Gestern habe ich Mutter viel aus Deinen Reiseskizzen aus Sizilien vorgelesen. Ich bin ganz entzückt davon, so interessant und anziehend sind sie geschrieben; wie reizend verstehst Du die Natur zu schildern, es fließt Dir alles so leicht aus der Feder; heute Abend werde ich sie zu Ende lesen. -

Sonnabend morgen nach dem Bade. - Eben wollte ich den Brief beendigen, als mir unsere freundliche junge Wirtin lächelnd schon wieder einen Brief aus Jena bringt, sie ist sehr erstaunt über meine Korrespondenz! - Also: Entweder - Oder!! - schreibst Du - Entschluß gefaßt!

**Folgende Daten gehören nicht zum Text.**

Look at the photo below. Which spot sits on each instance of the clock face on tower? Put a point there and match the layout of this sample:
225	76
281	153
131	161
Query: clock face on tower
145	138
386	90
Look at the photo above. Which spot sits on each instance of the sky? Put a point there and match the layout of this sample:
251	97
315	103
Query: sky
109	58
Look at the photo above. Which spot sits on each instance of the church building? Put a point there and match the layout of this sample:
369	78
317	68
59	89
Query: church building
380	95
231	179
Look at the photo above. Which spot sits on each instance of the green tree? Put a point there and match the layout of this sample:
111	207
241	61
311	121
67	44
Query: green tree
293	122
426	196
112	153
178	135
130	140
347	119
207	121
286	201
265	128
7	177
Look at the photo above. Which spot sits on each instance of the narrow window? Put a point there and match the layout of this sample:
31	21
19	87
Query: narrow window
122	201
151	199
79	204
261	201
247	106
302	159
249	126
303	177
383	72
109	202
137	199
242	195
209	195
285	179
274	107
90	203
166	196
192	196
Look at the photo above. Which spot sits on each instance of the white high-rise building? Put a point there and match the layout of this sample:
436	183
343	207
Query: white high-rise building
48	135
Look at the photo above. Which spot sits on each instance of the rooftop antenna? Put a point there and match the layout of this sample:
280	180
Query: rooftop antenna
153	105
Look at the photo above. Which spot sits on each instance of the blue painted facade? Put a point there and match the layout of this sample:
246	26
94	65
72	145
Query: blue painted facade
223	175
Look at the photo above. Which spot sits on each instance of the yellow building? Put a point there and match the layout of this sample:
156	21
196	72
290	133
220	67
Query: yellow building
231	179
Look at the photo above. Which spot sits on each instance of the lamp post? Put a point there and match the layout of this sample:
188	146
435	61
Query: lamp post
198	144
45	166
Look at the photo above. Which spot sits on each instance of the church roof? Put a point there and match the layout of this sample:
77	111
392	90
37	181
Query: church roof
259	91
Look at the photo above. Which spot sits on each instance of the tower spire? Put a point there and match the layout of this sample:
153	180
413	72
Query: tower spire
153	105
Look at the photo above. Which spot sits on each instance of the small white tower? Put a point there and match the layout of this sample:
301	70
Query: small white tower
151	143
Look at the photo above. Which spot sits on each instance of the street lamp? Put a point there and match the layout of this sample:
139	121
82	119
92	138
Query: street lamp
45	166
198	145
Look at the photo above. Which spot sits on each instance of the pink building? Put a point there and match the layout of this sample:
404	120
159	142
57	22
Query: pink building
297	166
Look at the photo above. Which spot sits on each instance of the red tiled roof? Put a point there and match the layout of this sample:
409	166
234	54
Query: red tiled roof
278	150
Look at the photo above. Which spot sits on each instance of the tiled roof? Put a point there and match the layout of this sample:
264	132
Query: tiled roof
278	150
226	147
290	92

Nun Liebster, meine Ansicht und Gefühle werden Dir klar genug durch die vorhergehenden Zeilen sein, mehr darf ich gar nicht sagen, sonst wird der Mann, dieser berühmte Naturforscher, gar zu eingebildet! - Ach! Eigentlich ist es keine leichte Aufgabe, Dich zu heiraten, Ernst, Du wirst von all Deinen vielen, furchtbar vielen Freunden so in den Himmell gehoben, daß es Deiner armen Braut ganz ängstlich bei all den Lobeserhebungen und doch auch Zweifeln an Deinem künftigen Glücke zu Mute wird! -

Nun frisch vorwärts, ich kann nicht anders; wenn Du mich denn durchaus haben willst ("an der doch nichts ist"), so mußt Du mich mit allen meinen Fehlern und Schwächen in Kauf nehmen, und ich wünsche mir nur, keinen zu engelhaften Mann zu bekommen, das ist niederdrückend. Also Verlängerung des Verlobungskontraktes um 2-5 Wochen?? Ade! Dein treues Lieb.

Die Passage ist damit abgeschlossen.